DF <- read.table(text = Lines, header = TRUE)
So there's a probably a more elegant way to accomplish this and I feel like I've seen similar questions, but could not find a duplicate quickly, so here goes...
SETUP
library(tidyverse)
library(lubridate)
df <- data.frame(
id = c('1', '2', '3'),
starting_date = as.Date(c("2016-03-22", "2016-08-17", "2017-09-12")),
end_date = as.Date(c("2016-06-05", "2016-08-29", "2017-12-25")),
stringsAsFactors = FALSE
)
df
#> id starting_date end_date
#> 1 1 2016-03-22 2016-06-05
#> 2 2 2016-08-17 2016-08-29
#> 3 3 2017-09-12 2017-12-25
SOLUTION
df %>%
group_by(id) %>%
mutate(
date_seq = list(seq.Date(starting_date, end_date, by = "month") %>% ceiling_date("month") - 1)
) %>%
unnest() %>%
mutate(row = row_number()) %>%
mutate(
new_end_date = if_else(row == max(row), end_date, date_seq),
new_start_date = if_else(row == min(row), starting_date, floor_date(new_end_date, "month"))
) %>%
select(
id, new_start_date, new_end_date
)
#> # A tibble: 8 x 3
#> # Groups: id [3]
#> id new_start_date new_end_date
#> <chr> <date> <date>
#> 1 1 2016-03-22 2016-03-31
#> 2 1 2016-04-01 2016-04-30
#> 3 1 2016-06-01 2016-06-05
#> 4 2 2016-08-17 2016-08-29
#> 5 3 2017-09-12 2017-09-30
#> 6 3 2017-10-01 2017-10-31
#> 7 3 2017-11-01 2017-11-30
#> 8 3 2017-12-01 2017-12-25
EXPLANATION
Much of what's going on here takes place in the first mutate call which creates date_seq. To understand it, consider the following:
seq.Date(ymd("2016-03-22"), ymd("2016-06-05"), by = "month")
# [1] "2016-03-22" "2016-04-22" "2016-05-22"
seq.Date(ymd("2016-03-22"), ymd("2016-06-05"), by = "month") %>%
ceiling_date("month")
# [1] "2016-04-01" "2016-05-01" "2016-06-01"
seq.Date(ymd("2016-03-22"), ymd("2016-06-05"), by = "month") %>%
ceiling_date("month") - 1
# [1] "2016-03-31" "2016-04-30" "2016-05-31"
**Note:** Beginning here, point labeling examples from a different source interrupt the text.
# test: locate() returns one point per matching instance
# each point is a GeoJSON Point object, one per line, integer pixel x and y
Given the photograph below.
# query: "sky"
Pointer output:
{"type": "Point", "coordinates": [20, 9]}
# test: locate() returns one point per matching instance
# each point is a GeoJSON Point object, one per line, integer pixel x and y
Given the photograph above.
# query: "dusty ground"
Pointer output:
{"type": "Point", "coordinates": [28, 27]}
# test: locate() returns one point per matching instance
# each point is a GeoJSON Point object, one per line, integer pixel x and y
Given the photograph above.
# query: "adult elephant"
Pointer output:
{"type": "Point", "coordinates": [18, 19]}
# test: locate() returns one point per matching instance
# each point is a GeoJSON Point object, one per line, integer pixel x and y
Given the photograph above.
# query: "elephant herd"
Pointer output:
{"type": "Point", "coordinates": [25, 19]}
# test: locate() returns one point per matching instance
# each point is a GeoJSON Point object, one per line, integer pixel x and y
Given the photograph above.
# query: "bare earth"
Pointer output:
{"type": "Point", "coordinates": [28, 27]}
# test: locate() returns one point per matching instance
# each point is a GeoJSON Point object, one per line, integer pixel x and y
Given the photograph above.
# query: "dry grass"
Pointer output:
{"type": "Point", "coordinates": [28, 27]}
So basically, create a sequence of "end-of-month" dates between the original start and end dates. Putting this in a list-column allows us to organize by the id so that we unnest appropriately. Checkout the output after the end of the unnest():
df %>%
group_by(id) %>%
mutate(
date_seq = list(seq.Date(starting_date, end_date, by = "month") %>% ceiling_date("month") - 1)
) %>%
unnest()
From there I hope things are relatively straightforward. The row_number probably could have been replaced with something fancier like a first/last, but I thought this might be easier to follow.